Pere Canals siguió durante décadas explotando los viejos molinos polvoreros de Manresa. Vivió como empresario bajo la Gloriosa a pesar de que su negocio menguaba de año en año. Se refugió en su mansión en la Costa Roja de Cerbère Banyuls y se hizo instalar una línea telefónica privada para asombro de sus vecinos. La Manresana siguió fabricando pólvora por medios convencionales hasta 1871, el año en el que explotaron dos depósitos situados junto al río Cardener, evidenciando las escasas medidas de seguridad de los molinos, según narraron las crónicas de la época, en el Diari de Barcelona y en el Semanario de Manresa, como recoge el tomo dedicado a metalúrgicos y químicos de Fábricas i empresaris (Enciclopedia Catalana) de Francesc Cabana.

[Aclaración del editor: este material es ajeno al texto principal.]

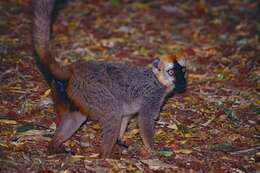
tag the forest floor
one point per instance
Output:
(213, 127)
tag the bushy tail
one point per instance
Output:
(42, 15)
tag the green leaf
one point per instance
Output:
(166, 153)
(221, 76)
(25, 128)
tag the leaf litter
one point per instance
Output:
(212, 127)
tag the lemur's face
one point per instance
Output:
(170, 70)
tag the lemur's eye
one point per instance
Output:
(183, 69)
(170, 72)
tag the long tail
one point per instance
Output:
(42, 14)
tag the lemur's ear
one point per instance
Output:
(156, 63)
(181, 61)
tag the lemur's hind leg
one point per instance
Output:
(94, 98)
(70, 123)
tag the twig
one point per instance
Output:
(246, 151)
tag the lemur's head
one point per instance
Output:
(170, 70)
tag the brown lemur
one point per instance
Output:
(108, 92)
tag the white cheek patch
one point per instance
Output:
(182, 62)
(167, 78)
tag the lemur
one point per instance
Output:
(108, 92)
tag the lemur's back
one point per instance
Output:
(124, 81)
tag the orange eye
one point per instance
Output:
(170, 72)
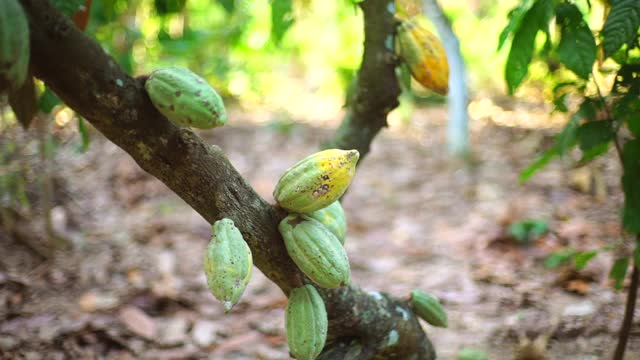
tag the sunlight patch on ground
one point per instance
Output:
(484, 111)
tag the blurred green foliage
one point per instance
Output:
(258, 50)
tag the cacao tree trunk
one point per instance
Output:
(88, 80)
(458, 97)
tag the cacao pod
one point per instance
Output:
(424, 55)
(428, 307)
(333, 218)
(306, 323)
(316, 251)
(185, 98)
(227, 263)
(14, 45)
(316, 181)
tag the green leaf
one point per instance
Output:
(594, 152)
(523, 44)
(404, 76)
(621, 25)
(619, 271)
(528, 230)
(627, 109)
(583, 259)
(68, 7)
(48, 100)
(165, 7)
(471, 354)
(563, 143)
(594, 133)
(228, 5)
(281, 18)
(636, 253)
(84, 135)
(559, 257)
(23, 102)
(631, 186)
(515, 18)
(577, 47)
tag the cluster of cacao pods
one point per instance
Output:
(186, 99)
(314, 233)
(423, 54)
(14, 45)
(314, 230)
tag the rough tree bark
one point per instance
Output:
(363, 325)
(377, 87)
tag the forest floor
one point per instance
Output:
(133, 285)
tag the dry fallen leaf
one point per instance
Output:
(136, 321)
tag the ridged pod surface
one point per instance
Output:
(185, 98)
(14, 45)
(306, 323)
(333, 218)
(227, 263)
(316, 251)
(424, 55)
(316, 181)
(428, 307)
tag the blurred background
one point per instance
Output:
(98, 256)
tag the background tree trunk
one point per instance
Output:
(458, 97)
(89, 81)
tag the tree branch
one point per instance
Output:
(377, 87)
(88, 80)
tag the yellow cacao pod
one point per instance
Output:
(316, 251)
(332, 217)
(424, 55)
(306, 323)
(316, 181)
(227, 263)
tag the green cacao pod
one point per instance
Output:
(316, 181)
(306, 323)
(185, 98)
(227, 263)
(316, 251)
(14, 45)
(428, 307)
(424, 55)
(333, 218)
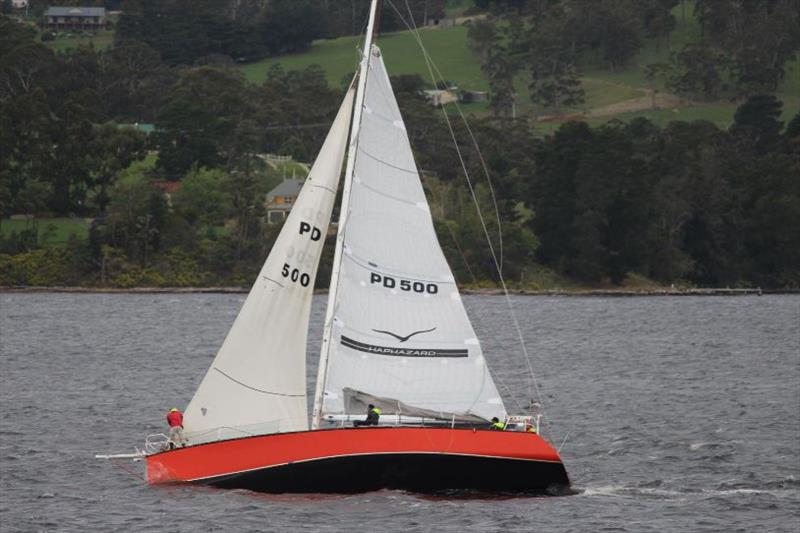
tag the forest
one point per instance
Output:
(687, 203)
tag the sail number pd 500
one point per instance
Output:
(403, 284)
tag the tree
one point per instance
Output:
(199, 120)
(696, 72)
(204, 197)
(758, 119)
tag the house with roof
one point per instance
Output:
(75, 18)
(281, 199)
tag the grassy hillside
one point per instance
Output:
(622, 94)
(339, 57)
(52, 231)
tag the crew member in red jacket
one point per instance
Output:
(175, 421)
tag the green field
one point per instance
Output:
(449, 49)
(52, 231)
(101, 40)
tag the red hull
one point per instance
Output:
(355, 460)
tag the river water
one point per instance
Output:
(679, 414)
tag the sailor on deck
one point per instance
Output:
(497, 425)
(373, 415)
(175, 421)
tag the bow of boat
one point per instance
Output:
(348, 460)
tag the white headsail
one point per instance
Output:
(399, 333)
(257, 381)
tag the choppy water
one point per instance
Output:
(679, 413)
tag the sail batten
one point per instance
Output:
(397, 330)
(257, 381)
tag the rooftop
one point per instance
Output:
(288, 187)
(70, 11)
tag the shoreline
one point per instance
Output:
(482, 292)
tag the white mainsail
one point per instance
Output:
(257, 381)
(399, 333)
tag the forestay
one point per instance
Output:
(257, 381)
(399, 328)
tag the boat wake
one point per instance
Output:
(788, 487)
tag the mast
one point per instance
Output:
(333, 290)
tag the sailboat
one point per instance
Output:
(396, 336)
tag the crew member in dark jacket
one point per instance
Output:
(373, 416)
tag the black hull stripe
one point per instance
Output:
(327, 457)
(418, 472)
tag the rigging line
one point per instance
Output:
(429, 62)
(259, 390)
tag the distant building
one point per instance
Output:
(75, 18)
(281, 199)
(142, 127)
(475, 96)
(440, 97)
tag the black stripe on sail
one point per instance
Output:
(401, 352)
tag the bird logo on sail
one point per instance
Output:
(401, 338)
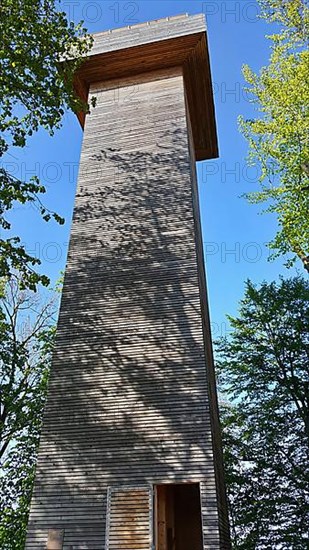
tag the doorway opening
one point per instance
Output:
(178, 517)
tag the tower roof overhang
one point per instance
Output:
(160, 44)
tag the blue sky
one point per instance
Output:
(234, 232)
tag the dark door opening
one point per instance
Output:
(178, 518)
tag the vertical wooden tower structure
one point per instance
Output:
(130, 455)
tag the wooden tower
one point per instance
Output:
(130, 455)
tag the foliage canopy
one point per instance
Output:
(278, 136)
(264, 381)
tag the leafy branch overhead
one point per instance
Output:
(279, 135)
(40, 52)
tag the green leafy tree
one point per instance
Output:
(26, 333)
(278, 135)
(40, 51)
(264, 383)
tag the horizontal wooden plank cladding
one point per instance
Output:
(128, 395)
(160, 45)
(152, 31)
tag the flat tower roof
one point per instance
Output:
(162, 43)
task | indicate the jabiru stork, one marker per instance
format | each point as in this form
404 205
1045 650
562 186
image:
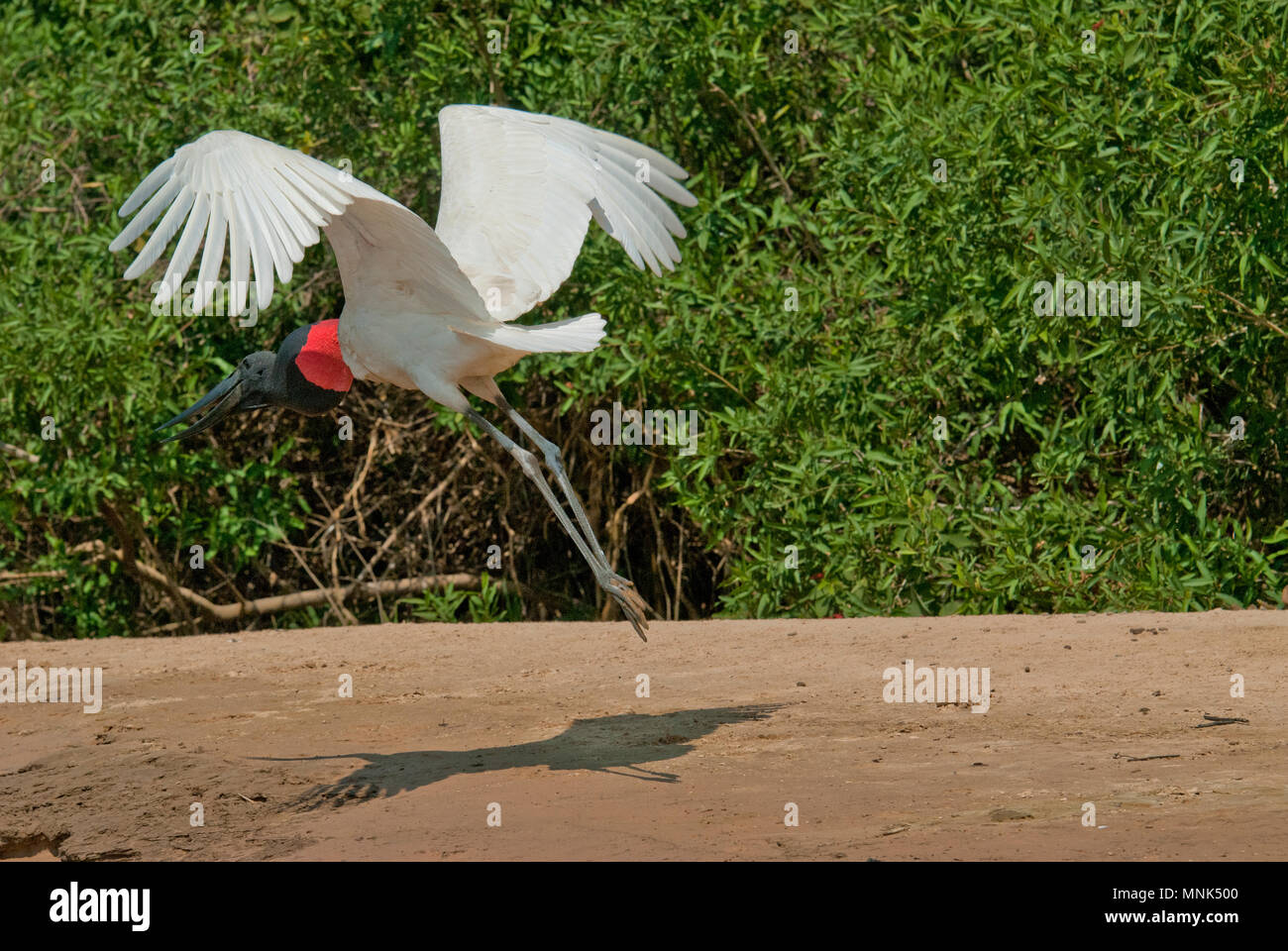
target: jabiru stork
425 308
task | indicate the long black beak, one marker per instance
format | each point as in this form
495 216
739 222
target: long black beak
227 398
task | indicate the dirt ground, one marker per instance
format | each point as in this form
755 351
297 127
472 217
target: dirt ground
541 726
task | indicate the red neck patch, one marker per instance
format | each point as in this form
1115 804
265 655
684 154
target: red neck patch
320 359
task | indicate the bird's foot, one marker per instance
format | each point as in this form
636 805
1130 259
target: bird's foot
622 590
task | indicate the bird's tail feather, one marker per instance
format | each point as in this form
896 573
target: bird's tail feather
574 335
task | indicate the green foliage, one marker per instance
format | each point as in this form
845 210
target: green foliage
814 174
489 603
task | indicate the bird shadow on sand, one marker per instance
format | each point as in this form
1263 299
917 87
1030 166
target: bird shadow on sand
614 745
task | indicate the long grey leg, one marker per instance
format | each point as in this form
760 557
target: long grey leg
617 587
554 461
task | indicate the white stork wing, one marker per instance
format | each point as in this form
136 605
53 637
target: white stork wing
269 201
519 191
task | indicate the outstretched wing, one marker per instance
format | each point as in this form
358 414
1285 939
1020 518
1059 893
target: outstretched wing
520 188
268 202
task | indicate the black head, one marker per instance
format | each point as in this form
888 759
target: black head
307 373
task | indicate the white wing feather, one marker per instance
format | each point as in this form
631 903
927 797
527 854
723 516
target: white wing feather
269 204
520 188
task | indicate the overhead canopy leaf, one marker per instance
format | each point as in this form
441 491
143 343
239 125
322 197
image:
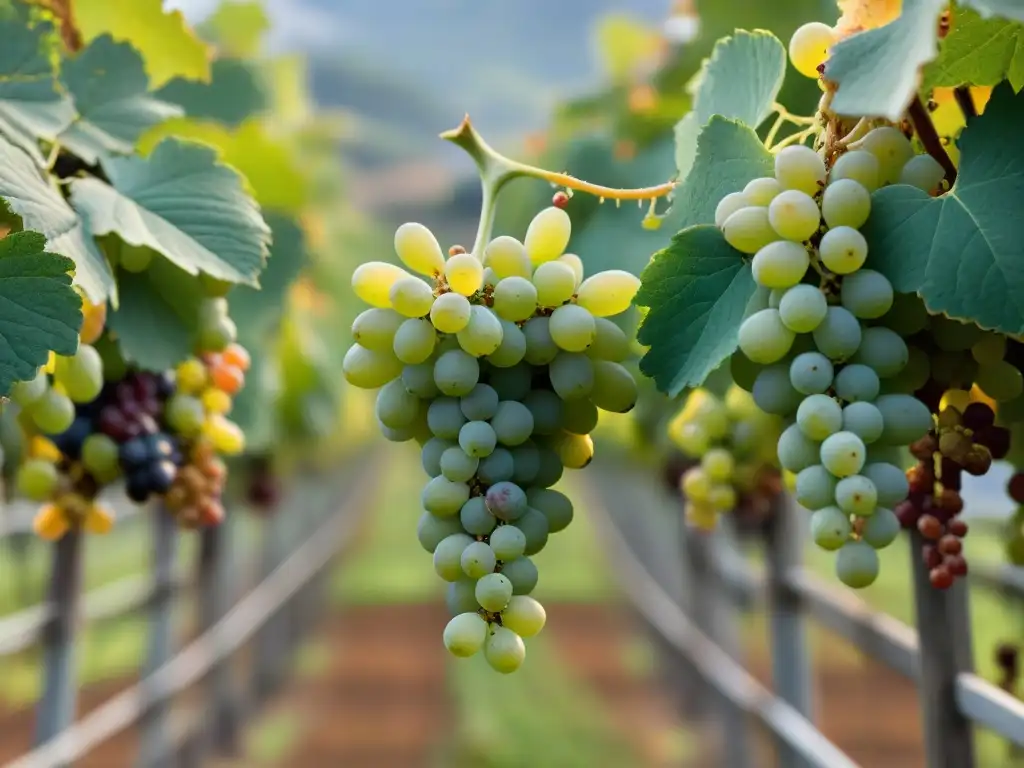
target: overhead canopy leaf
111 92
963 252
697 290
29 194
183 204
39 309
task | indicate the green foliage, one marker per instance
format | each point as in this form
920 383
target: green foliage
877 71
697 290
182 204
740 80
962 252
41 312
111 92
979 51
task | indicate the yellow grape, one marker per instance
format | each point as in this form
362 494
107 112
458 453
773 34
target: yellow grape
411 296
50 522
419 249
372 282
464 273
507 258
607 293
809 47
548 235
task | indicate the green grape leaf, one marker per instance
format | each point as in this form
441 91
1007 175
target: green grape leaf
32 105
39 309
236 91
729 155
962 252
988 8
978 51
30 195
111 92
168 46
878 71
696 290
256 311
182 204
740 80
156 321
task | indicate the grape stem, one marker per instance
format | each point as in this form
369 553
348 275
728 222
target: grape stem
497 170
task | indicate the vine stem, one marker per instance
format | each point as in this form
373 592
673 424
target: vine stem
497 170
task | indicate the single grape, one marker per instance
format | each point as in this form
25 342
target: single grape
794 215
811 373
843 250
465 635
796 451
815 487
923 171
830 528
843 454
846 203
881 528
524 615
607 293
482 335
883 350
780 264
450 312
819 416
799 167
858 166
728 206
504 649
809 47
839 334
857 564
464 273
802 308
372 282
555 283
478 559
548 235
762 190
507 257
749 229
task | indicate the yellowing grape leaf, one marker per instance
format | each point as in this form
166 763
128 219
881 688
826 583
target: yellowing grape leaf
168 45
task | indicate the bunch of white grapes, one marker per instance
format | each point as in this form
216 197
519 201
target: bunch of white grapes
734 440
819 352
497 365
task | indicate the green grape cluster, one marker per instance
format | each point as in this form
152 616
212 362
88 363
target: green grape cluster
735 443
497 365
818 351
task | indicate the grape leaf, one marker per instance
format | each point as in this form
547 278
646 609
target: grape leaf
182 204
236 91
963 252
878 71
156 320
729 155
39 309
1006 8
168 46
30 195
32 105
978 51
111 92
740 80
696 290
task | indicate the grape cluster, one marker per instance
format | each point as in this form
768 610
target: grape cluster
820 352
735 443
497 366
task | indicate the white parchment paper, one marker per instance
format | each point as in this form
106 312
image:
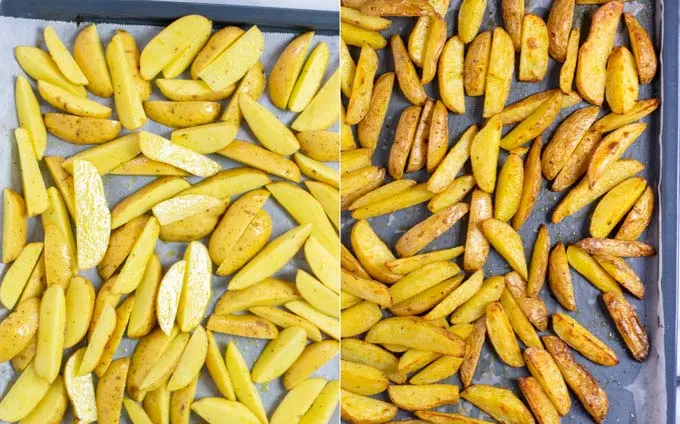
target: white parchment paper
16 32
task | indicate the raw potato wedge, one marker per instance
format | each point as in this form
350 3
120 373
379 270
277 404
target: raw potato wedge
484 150
28 115
643 49
628 324
287 69
368 130
569 66
582 340
24 395
593 54
559 28
362 409
429 229
13 225
470 17
501 335
40 66
533 61
580 381
499 74
585 265
507 242
262 159
583 194
638 218
409 83
501 404
476 64
538 400
417 334
559 278
421 397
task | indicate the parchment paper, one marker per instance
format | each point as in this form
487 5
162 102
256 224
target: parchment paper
637 392
15 32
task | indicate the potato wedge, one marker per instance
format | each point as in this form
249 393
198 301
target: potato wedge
593 53
417 334
484 150
368 130
580 381
585 265
638 218
499 74
28 115
501 404
362 409
501 335
643 49
628 324
409 83
569 66
533 61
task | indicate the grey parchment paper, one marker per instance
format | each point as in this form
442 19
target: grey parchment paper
16 32
637 392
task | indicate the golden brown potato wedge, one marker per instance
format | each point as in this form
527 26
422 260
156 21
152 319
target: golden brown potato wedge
628 324
368 130
499 75
580 381
643 49
559 278
593 54
429 229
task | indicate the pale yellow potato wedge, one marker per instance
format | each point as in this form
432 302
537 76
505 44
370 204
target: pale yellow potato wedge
234 223
569 67
643 49
499 74
475 307
17 276
126 87
583 194
79 307
13 224
314 356
628 325
286 319
362 379
580 381
484 150
538 400
40 66
585 265
593 53
359 318
533 60
354 35
28 115
323 110
368 130
638 218
418 334
18 328
122 319
89 57
621 85
221 73
362 409
35 194
24 395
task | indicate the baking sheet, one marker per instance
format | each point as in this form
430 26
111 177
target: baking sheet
637 392
15 32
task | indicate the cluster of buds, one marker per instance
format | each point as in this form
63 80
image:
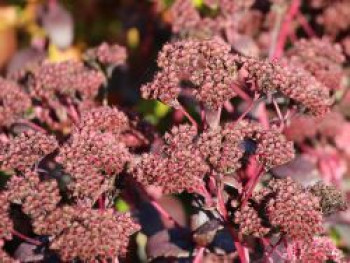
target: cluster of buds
297 212
187 157
209 70
26 150
92 234
321 58
94 155
204 67
70 78
36 197
320 249
105 54
14 103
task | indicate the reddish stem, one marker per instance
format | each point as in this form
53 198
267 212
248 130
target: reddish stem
101 203
189 117
252 183
25 238
241 93
284 32
250 107
263 115
305 24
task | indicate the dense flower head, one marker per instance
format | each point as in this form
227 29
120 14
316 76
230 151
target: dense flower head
103 119
36 197
106 54
14 102
294 210
222 149
293 82
331 199
55 222
92 159
320 249
93 234
272 149
321 58
65 78
188 22
6 224
335 17
304 127
206 67
128 129
183 170
250 222
25 150
178 166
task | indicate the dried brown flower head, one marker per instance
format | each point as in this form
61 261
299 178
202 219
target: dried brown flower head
331 199
320 249
6 224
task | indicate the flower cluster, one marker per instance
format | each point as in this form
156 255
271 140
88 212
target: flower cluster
320 249
92 234
187 157
321 58
94 154
6 224
331 199
204 67
26 150
294 210
37 198
50 80
293 82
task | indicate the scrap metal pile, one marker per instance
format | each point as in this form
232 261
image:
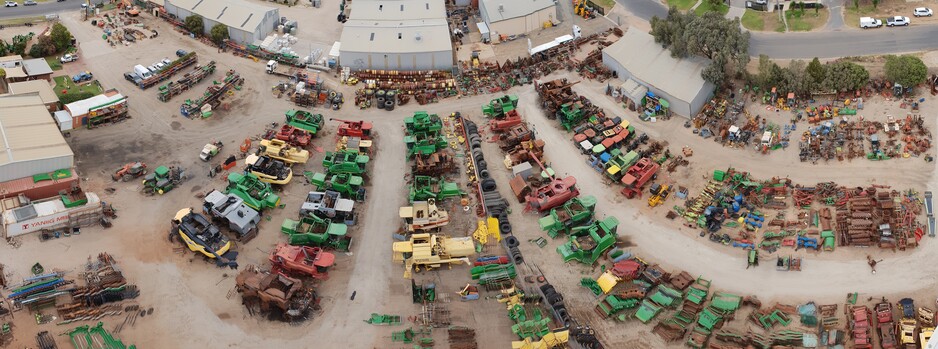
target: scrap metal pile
423 86
874 216
863 138
477 78
610 143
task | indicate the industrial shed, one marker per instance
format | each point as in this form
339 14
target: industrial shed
515 17
397 35
30 141
247 22
637 57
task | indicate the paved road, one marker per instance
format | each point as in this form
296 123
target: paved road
819 44
41 9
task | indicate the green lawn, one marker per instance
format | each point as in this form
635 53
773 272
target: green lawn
806 20
54 62
753 20
682 5
64 82
706 6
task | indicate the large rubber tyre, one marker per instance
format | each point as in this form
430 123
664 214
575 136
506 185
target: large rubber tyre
488 184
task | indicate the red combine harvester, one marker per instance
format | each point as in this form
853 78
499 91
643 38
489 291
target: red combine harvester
302 260
511 118
359 129
553 194
637 175
296 137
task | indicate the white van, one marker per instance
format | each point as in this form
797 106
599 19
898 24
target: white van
142 72
870 22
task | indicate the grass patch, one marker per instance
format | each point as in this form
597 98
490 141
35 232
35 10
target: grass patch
852 15
706 6
54 62
806 20
753 20
682 5
64 83
22 20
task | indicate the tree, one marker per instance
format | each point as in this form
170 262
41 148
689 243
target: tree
845 76
44 47
195 24
711 35
905 70
61 37
219 33
816 72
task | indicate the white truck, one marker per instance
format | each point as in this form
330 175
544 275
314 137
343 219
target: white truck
870 22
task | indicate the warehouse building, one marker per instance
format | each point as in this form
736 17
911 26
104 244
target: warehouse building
247 22
397 35
505 18
647 67
40 88
30 141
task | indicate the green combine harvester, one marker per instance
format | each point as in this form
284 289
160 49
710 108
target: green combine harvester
305 120
574 213
588 243
314 231
256 194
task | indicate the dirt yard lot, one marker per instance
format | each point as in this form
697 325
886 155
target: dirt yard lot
194 302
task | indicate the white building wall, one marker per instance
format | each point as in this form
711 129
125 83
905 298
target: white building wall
22 169
440 60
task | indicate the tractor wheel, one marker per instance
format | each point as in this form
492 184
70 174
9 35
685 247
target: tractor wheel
488 184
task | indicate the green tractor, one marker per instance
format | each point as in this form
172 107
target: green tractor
314 231
346 162
163 179
423 122
305 120
500 106
426 187
574 213
350 186
424 143
588 243
256 194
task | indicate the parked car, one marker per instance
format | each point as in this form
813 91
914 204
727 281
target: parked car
83 76
897 21
68 57
132 77
870 22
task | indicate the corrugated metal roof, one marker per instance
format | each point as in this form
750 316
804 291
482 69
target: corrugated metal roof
648 61
36 66
500 10
35 86
381 27
397 10
401 37
27 131
233 13
83 106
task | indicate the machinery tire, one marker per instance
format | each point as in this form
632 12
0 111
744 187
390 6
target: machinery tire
512 242
488 184
505 227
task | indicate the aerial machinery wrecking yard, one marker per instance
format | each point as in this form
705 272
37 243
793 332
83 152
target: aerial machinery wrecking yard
525 175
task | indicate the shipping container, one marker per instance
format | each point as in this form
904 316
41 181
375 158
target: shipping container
37 190
50 215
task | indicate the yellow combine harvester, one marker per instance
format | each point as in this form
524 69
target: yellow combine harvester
431 251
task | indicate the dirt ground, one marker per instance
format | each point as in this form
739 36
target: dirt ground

La Manresana perdió su rastro tras la desaparición de Canals, pero mantuvo algo del pionero bajo la denominación de Nueva Manresana; esta segunda continuó la producción originaria, pero fue derivando su negocio hacia la producción de fuegos artificiales, que fueron presentados en la primera Exposición Universal de Barcelona, celebrada en 1888. La pólvora china volvió así a su origen oriental, sin pasar por la servidumbre del uso militar. La producción en masa del explosivo que haría temblar la tierra y estallaría en mil metrallas en los campos de Europa, sirvió primero para iluminar las noches de verbena.